Academic reading, research and writing skills are coming back to me, with a bit of help brushing up from the ALLaN team and other resources. The biggest changes to cope with are the differences borne of the online mode of study. In my former courses, I was a 100% faithful lecture, seminar and section attendee. I may not always have done all of the readings, but boy! did I participate in discussions and listen avidly and attentively to what my professors shared. That face-to-face interaction with course material was my primary learning environment. I am currently struggling with the digital replacements for that atmosphere and interaction.
I am lucky to have gathered together with a small band of classmates to form a study and support group via Facebook and Facebook Messenger. That has been a critical help when starting to nut out the requirements of assessment tasks or navigate the technicalities of blog setup and forum access. With a bit of luck and a small investment of time and transportation money, I should be able to meet one of the gang in Sydney later this week, score! While it does not quite replicate the camaraderie of late night dorm-room chats or trading war stories about ongoing teaching practica while trying to finish off readings before the professor entered the classroom – it is more than satisfactory and I feel real connections forming.
The area that I feel suffers the most by removal to the virtual plane is the classroom discussion. I appreciate the care that has gone into the crafting of the Discussion Forum platform, but I feel it is likely to stall discussion more than encourage it.
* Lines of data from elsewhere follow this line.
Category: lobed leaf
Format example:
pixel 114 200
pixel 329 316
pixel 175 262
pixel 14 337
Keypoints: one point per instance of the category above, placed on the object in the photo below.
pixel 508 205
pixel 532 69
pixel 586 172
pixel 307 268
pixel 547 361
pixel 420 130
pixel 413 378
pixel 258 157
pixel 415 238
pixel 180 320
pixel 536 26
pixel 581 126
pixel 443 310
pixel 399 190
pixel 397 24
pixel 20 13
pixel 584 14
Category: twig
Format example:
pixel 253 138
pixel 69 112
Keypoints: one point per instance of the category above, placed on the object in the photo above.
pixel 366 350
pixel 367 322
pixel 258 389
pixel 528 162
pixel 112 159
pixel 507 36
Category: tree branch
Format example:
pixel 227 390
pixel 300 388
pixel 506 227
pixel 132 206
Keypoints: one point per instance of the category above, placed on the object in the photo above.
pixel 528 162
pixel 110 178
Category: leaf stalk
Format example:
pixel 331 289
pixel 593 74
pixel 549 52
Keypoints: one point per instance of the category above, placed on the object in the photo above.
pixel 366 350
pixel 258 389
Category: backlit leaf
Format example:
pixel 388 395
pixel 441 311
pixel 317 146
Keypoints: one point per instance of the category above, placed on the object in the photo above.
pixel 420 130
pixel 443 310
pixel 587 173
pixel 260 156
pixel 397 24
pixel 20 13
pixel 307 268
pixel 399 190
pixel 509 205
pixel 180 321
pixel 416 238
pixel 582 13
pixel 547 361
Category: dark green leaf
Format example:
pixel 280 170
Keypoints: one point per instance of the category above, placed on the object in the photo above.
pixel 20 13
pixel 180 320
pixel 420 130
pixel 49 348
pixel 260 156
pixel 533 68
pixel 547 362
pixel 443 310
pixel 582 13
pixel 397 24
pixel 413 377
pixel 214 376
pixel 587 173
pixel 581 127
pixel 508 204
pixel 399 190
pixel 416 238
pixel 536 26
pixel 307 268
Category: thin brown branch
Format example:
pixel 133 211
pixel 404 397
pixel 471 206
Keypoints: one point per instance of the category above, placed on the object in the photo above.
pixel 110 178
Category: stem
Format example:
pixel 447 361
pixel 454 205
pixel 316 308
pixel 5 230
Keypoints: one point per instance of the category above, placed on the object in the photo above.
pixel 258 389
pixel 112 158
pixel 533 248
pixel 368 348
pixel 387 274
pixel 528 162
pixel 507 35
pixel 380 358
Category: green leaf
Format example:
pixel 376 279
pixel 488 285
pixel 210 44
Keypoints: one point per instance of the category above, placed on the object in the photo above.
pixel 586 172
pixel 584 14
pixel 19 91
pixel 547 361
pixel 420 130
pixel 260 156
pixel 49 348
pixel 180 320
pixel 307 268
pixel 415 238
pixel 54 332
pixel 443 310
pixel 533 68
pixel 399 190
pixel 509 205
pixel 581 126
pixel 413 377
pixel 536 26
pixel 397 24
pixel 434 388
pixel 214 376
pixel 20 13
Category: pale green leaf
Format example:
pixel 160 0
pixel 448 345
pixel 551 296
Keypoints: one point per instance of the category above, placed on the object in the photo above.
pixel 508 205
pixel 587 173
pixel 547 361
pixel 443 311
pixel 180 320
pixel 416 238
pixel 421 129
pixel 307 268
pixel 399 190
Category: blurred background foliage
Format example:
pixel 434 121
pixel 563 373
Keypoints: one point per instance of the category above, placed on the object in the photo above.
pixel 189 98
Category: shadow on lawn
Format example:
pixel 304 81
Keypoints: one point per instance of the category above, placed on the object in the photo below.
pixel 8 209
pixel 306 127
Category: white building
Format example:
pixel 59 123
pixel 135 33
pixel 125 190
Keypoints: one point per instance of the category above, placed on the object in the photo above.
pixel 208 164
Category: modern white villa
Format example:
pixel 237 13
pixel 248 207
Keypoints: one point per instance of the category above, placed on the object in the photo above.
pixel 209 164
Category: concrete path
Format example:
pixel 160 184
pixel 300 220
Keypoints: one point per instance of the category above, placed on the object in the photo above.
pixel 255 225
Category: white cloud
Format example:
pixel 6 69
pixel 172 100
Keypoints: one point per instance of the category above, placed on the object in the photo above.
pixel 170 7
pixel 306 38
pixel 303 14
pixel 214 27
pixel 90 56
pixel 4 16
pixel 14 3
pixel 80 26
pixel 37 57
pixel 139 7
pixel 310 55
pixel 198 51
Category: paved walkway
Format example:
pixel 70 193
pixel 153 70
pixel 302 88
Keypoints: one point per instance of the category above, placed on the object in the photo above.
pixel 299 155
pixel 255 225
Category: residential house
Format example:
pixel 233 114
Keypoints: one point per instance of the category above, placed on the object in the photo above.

In the classroom, when speaking, you can refer to readings without having to reference them. This lets you engage with the ideas in a more spontaneous and organic fashion. The synergy of bouncing ideas back and forth between discussants and seeing the idea develop and change before your eyes (or ears) falls flat when you need to pore over your APA Style Guide every time you want to incorporate something you have read. It turns a two minute response into a ten minute or more drafting exercise. Great practice for assessment writing, but rather antithetical to spontaneous exchange of thoughts. But here I am belly-aching as I survey the lay of the land from the vast experiential pinnacle of my second official day of classes. Perhaps the time spent drafting and crafting thoughts will refine them and hone my arguments in a way that ad-libbing off-the-cuff in class could not accomplish. Perhaps the practice of drafting discussion responses and blog posts with resource references will transform me into an APA 6th edition referencing wizard – whipping out accurately referenced sources faster than Homer Simpson can polish off a dozen of Springfield’s finest donuts. Only time will tell.